What we do know is that we have less than two days to find Sahara
before she’s executed. Rafe would never jeopardize her life, you
know.”
Jared stared out across the river and made no
answer.
At the appointed time, Jared and Brytnoth
found a corner table in the nearly deserted tavern and sat down to
wait for Rafe.
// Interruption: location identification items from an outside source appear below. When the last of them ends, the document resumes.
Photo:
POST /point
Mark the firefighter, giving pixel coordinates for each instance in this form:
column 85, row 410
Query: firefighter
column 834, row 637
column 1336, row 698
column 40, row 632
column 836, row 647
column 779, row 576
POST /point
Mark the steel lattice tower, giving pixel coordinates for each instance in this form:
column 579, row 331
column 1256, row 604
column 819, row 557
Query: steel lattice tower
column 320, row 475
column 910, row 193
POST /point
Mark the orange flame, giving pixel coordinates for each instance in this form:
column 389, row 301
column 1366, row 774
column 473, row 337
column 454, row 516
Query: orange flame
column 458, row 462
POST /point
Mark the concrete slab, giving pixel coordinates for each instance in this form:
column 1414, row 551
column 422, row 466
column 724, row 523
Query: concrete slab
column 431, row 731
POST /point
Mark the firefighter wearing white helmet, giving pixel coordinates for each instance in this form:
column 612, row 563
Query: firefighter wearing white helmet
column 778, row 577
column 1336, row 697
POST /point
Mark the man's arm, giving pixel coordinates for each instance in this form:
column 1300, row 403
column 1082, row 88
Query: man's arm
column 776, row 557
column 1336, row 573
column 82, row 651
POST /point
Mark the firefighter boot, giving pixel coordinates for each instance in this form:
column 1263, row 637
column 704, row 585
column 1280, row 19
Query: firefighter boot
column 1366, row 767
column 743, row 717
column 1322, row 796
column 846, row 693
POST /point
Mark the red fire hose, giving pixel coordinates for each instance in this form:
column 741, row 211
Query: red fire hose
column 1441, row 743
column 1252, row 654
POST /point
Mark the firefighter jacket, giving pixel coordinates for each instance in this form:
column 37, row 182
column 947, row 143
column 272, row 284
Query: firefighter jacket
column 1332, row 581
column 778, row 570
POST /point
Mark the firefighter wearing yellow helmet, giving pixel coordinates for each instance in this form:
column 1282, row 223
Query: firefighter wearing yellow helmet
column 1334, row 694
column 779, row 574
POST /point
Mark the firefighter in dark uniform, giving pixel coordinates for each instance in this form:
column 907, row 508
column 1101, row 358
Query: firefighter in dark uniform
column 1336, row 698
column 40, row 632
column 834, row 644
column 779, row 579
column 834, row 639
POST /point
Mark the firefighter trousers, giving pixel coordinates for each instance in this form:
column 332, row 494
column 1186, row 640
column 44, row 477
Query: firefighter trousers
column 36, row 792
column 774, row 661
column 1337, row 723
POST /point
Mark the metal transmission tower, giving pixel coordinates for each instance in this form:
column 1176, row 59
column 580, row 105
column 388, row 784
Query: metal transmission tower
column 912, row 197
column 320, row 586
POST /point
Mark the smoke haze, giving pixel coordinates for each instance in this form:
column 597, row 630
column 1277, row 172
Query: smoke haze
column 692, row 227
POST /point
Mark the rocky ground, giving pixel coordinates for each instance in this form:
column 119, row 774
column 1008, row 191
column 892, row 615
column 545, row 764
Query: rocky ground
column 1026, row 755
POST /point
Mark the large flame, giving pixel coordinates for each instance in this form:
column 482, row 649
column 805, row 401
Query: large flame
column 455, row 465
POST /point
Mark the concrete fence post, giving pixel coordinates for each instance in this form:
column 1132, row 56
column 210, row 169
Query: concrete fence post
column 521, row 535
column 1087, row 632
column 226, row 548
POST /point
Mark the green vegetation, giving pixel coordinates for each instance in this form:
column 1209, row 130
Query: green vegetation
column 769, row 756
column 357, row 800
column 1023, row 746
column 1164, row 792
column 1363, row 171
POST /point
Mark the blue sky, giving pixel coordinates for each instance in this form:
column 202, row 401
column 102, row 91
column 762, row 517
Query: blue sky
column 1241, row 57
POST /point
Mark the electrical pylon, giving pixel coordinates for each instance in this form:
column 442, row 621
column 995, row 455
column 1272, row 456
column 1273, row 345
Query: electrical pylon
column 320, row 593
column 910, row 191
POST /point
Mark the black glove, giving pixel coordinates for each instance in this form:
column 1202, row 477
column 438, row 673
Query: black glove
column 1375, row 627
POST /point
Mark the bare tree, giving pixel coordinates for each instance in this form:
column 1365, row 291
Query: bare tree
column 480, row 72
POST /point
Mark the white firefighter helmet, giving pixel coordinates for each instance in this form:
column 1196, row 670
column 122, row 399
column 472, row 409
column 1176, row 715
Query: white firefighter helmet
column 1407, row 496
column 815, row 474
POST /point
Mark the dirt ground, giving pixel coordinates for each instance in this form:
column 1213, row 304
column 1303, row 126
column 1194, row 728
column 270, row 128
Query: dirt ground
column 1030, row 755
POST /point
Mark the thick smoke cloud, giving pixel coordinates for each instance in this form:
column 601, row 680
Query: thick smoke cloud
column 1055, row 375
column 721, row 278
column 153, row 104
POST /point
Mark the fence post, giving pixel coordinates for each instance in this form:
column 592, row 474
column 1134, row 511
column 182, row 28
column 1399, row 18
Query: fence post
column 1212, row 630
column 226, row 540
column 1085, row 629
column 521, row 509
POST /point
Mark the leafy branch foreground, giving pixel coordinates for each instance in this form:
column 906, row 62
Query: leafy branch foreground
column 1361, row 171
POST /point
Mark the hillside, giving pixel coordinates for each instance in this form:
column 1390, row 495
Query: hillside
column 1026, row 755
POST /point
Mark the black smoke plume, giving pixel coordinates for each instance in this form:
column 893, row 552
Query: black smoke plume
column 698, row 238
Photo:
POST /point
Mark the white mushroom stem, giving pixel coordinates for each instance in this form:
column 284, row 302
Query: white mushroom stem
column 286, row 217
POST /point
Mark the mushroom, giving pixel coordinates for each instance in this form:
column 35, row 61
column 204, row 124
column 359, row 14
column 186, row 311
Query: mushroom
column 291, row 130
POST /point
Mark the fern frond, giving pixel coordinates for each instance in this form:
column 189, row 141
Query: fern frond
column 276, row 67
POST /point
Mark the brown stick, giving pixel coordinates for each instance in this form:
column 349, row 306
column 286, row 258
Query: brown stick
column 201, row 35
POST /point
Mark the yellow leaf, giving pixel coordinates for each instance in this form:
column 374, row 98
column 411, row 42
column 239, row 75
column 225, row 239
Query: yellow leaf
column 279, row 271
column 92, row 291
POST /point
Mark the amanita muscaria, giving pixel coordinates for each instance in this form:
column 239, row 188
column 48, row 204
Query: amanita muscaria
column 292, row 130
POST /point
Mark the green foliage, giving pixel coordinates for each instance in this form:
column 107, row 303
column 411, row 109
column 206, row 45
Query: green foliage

Several minutes slipped away, and then several more.
Jared was fairly grinding his teeth in impatience when Brytnoth,
who was facing the door, breathed a sigh of relief.
“Here he comes,” he said.
As Rafe slid into the bench next to Brytnoth,
Jared favored him with a ferocious scowl. “You’re late.”
Rafe ignored his irritation. “I was right,”
he said in an excited whisper. “I was right!”
Curiosity ate away at Jared’s anger, and he
leaned forward as Rafe spread a small piece of paper on the
table.
In miniature, in wax as red as blood, was a
tiny landscape—mountains, a valley, and a high and desolate
temple.
“Are you kidding me?” Brytnoth murmured,
awe-struck. “Are you kidding me?”
“It’s fantastic,” said Jared. “And exactly
what we needed.”
“But why would they put a map on a seal?”
Brytnoth asked. “It doesn’t make any sense!”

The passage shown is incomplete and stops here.